Sabrina Gordon, Business Reporter
Jamaica is ranked among the members of the Caribbean Financial Action Task Force (CFATF) with high levels of compliance with anti-money laundering rules, but sector interests still say areas of the financial system remain vulnerable and require vigilance.
The CFATF is an organisation of 29 states of the Caribbean Basin, which have agreed to implement common counter measures to address the problem of criminal money laundering through the AML/CFT framework policed by central banks.
"The securities sector is perhaps unique among the industries, in that it can be used to both launder illicit funds obtained elsewhere and to generate illicit funds within the industry itself," said Gary Peart, president of the Jamaica Securities Dealers Association.
Peart was speaking on a panel Monday on the first day of a two-day confab on 'Anti-Money Laundering/Counter Financing of Terrorism (AMT/CFT)' hosted by the Jamaica Bankers Association in Kingston.
"In Jamaica, reported cases of money laundering in securities far outweigh those related to terrorist financing, hence there are key vulnerabilities in the securities industry related to money laundering," said Peart, who is also the CEO of Mayberry Investments Limited.
"For example, the change of share ownership can also transfer wealth across borders, redeeming a long-term investment in a short period, opening multiple account or nominee account, using brokerage account as long-term deposit accounts for funds, and effective transaction involving nominees as third party," he said.
The securities dealers sector in Jamaica now manages approximately J$600 billion in funds for over 500,000 clients.
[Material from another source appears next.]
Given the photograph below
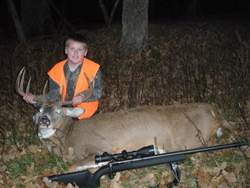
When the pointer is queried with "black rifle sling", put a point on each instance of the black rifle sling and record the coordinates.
(177, 175)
The funds under management have diminished from close to J$800 billion pre-recession.
Comparatively, Jamaica's seven banks hold J$423 billion of deposits.
Peart said with its global reach, speed and its adaptability, the financial sector is attractive for those persons wanting to use the system for illicit purposes.
He and other sector leaders agree that improvements in the 'Know Your Customer' process can help to deal with these issues as well as give a clearer understanding of the ebbs and flows of client accounts to identify gaps in the system.
Lack of data on customers
Hugh Reid, president of the Insurance Association of Jamaica, who was also on the panel, pointed to challenges due to lack of retrospective biographic data on customers. He said new procedures are being implemented to collect more data at the policy application stage.
"It is challenging to get updated IDs across the board and so we have to update as and when customers visit offices," said Reid, who runs Scotia Jamaica Insurance, one of four life companies in the market.
Meanwhile, CFATF Executive Director Calvin Wilson used the conference to implore lagging countries to become compliant with AML/CFT regulations.
"Which credible investor or entity will invest in an international financial centre located in a country that has been labelled as having 'strategic AML/CFT deficiencies'?" he asked.
Wilson said the average level of compliance is 40 per cent. Those with high levels of compliance include Jamaica, Bermuda and The Bahamas.
Those with low compliance levels include Belize, St Lucia, Turks & Caicos, Aruba, Dominica, and St Kitts & Nevis.
"We have to work towards the development of a national culture of AML/CFT compliance," said Wilson.
"It has to involve all stakeholders, including private sector and the general public when and where relevant."
The CFATF's fourth round of assessments for compliance will begin in 2014.
Failure to comply with AML/CFT standards gives rise to reputational risks which could lead to the flight of capital and investments. It also means that international transactions may take longer and become more expensive, Wilson advised conference participants.
It can also result in limited access to international funding from multilateral institutions such as the International Monetary Fund, World Bank and the European Union, he said.